Fixing hallucinations in text-based LLMs is ongoing but gets a lot easier when the model is connected to the internet. The LLM can generate a text response to a prompt, check it for veracity based on relevant internet data, and self-correct where necessary.
Scientists from Tencent’s YouTu Lab and the University of Science and Technology of China took this approach and translated it into a visual solution called Woodpecker.
In simple terms, Woodpecker builds a body of knowledge from the image and then an LLM can use that as a reference to correct the initial description generated by the MLLM.
Here’s a brief description of how it works:
- An LLM like GPT-3.5 Turbo analyzes the description generated by the MLLM and extracts key concepts like objects, quantities, and attributes. For example, in the sentence “The man is wearing a black hat.”, the objects “man” and “hat” are extracted.

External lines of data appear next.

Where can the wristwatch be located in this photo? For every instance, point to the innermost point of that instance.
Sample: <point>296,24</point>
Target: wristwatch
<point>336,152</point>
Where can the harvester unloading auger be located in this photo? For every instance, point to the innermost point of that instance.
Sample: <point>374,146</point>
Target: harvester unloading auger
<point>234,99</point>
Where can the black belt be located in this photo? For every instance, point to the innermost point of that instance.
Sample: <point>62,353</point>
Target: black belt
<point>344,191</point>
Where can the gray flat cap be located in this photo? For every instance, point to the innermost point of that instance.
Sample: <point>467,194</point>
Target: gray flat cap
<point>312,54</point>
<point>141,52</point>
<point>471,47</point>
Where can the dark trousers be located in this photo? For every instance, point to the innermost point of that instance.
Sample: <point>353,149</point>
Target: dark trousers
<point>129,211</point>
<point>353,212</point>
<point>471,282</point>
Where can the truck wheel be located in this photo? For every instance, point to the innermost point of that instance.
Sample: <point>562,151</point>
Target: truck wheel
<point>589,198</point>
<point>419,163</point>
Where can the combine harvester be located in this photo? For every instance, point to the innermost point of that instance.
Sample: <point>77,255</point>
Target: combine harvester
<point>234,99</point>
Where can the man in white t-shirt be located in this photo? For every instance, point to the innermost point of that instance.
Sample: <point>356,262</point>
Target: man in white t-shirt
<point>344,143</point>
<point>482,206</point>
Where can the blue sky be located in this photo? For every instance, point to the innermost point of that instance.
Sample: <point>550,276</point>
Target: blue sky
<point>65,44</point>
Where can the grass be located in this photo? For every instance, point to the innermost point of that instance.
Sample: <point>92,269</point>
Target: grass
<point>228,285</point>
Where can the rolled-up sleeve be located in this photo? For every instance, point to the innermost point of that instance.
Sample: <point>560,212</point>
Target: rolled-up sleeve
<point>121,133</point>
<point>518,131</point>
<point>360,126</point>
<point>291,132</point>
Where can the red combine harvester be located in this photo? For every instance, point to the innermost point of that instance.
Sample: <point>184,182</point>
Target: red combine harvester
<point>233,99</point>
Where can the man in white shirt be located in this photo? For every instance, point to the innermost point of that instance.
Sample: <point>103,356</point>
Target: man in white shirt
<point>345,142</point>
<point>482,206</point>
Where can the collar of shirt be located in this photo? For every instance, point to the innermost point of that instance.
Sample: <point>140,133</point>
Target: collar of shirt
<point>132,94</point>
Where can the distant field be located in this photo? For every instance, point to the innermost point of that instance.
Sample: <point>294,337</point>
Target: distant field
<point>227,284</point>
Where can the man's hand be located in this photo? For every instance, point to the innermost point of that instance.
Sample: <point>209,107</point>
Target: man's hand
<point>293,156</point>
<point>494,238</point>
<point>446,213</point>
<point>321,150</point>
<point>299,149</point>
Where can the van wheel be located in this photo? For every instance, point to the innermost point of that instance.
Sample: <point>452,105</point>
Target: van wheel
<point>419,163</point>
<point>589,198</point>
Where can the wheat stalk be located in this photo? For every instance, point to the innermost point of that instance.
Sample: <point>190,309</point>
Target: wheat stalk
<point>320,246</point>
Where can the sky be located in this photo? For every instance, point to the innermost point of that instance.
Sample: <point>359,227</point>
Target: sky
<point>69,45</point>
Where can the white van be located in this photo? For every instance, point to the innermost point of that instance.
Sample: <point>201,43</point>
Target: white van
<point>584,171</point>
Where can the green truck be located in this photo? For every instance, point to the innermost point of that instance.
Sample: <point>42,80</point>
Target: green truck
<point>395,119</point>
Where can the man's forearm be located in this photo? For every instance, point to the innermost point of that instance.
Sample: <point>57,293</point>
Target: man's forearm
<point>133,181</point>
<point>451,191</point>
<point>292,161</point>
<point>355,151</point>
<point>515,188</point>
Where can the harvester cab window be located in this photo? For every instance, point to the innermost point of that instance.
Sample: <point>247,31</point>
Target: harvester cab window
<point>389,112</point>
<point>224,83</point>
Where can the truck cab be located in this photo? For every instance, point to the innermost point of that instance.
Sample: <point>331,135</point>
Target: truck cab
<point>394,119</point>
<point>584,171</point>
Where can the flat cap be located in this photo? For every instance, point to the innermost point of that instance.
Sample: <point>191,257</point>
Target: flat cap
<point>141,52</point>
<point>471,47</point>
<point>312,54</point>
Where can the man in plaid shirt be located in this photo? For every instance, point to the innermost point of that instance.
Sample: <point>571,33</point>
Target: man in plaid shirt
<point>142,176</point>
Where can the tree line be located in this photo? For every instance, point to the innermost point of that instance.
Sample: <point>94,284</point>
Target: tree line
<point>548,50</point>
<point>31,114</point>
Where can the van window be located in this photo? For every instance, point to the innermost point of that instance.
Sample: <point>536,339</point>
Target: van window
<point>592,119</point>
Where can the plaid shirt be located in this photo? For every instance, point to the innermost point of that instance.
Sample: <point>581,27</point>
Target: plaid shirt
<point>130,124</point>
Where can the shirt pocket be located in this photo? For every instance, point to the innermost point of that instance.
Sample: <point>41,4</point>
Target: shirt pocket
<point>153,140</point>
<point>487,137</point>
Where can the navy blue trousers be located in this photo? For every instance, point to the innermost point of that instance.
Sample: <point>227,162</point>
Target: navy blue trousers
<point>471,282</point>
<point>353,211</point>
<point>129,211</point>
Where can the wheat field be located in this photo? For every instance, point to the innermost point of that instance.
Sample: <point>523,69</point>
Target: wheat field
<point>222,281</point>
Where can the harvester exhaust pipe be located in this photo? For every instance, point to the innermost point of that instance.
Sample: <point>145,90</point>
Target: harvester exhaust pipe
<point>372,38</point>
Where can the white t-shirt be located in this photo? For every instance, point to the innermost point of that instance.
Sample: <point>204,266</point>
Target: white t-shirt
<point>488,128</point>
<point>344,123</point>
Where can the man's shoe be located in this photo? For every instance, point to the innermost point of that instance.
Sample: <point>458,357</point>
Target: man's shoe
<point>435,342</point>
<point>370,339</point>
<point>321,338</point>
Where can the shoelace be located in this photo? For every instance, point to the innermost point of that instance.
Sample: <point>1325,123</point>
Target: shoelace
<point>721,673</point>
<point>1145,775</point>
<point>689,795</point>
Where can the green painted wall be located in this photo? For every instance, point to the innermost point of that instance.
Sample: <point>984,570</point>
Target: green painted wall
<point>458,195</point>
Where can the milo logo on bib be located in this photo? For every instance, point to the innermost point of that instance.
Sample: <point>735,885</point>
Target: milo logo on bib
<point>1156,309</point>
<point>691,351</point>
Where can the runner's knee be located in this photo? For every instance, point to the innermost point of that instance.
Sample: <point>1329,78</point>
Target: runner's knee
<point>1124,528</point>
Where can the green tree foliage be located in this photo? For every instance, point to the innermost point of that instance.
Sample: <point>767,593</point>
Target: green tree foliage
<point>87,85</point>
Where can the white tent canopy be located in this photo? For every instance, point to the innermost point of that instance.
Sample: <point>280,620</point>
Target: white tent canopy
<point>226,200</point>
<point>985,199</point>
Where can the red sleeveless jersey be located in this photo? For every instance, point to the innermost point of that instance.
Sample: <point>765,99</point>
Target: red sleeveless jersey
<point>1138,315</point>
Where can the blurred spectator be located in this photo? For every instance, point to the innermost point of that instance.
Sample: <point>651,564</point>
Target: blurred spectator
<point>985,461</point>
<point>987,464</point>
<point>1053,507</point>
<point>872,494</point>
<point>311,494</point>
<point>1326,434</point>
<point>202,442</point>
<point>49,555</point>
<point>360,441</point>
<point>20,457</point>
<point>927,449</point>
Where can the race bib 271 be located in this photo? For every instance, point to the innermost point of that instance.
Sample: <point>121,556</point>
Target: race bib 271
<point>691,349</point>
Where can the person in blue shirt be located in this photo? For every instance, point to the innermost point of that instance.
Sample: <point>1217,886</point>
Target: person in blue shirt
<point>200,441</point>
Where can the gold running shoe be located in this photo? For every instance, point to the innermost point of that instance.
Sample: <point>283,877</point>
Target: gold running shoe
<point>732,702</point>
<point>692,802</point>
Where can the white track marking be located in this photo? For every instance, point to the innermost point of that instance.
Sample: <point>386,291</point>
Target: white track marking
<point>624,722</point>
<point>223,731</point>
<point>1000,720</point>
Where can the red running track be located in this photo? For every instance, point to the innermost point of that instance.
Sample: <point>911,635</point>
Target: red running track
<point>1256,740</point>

- An LLM is then prompted to generate questions related to these concepts like “Is there a man in the image?” or “What is the man wearing?”.
- These questions are fed as prompts to a Visual Question Answering (VQA) model. Grounding DINO performs object detection and counting while the BLIP-2-FlanT5 VQA answers attribute-related questions after analyzing the image.
- An LLM combines the answers to the questions into a visual knowledge base for the image.
- An LLM uses this reference body of knowledge to correct any hallucinations in the original MLLM’s description and adds details it missed.
The researchers named their approach Woodpecker in reference to how the bird picks bugs out of trees.
Test results showed that Woodpecker achieved an accuracy improvement of 30.66% for MiniGPT4 and 24.33% for the mPLUG-Owl models.
The generic nature of the models required in this approach means that the Woodpecker approach could easily be integrated into various MLLMs.
If OpenAI integrates Woodpecker into ChatGPT then we could see a marked improvement in the already impressive visual performance. A reduction in MLLM hallucination could also improve automated decision-making by systems that use visual descriptions as inputs.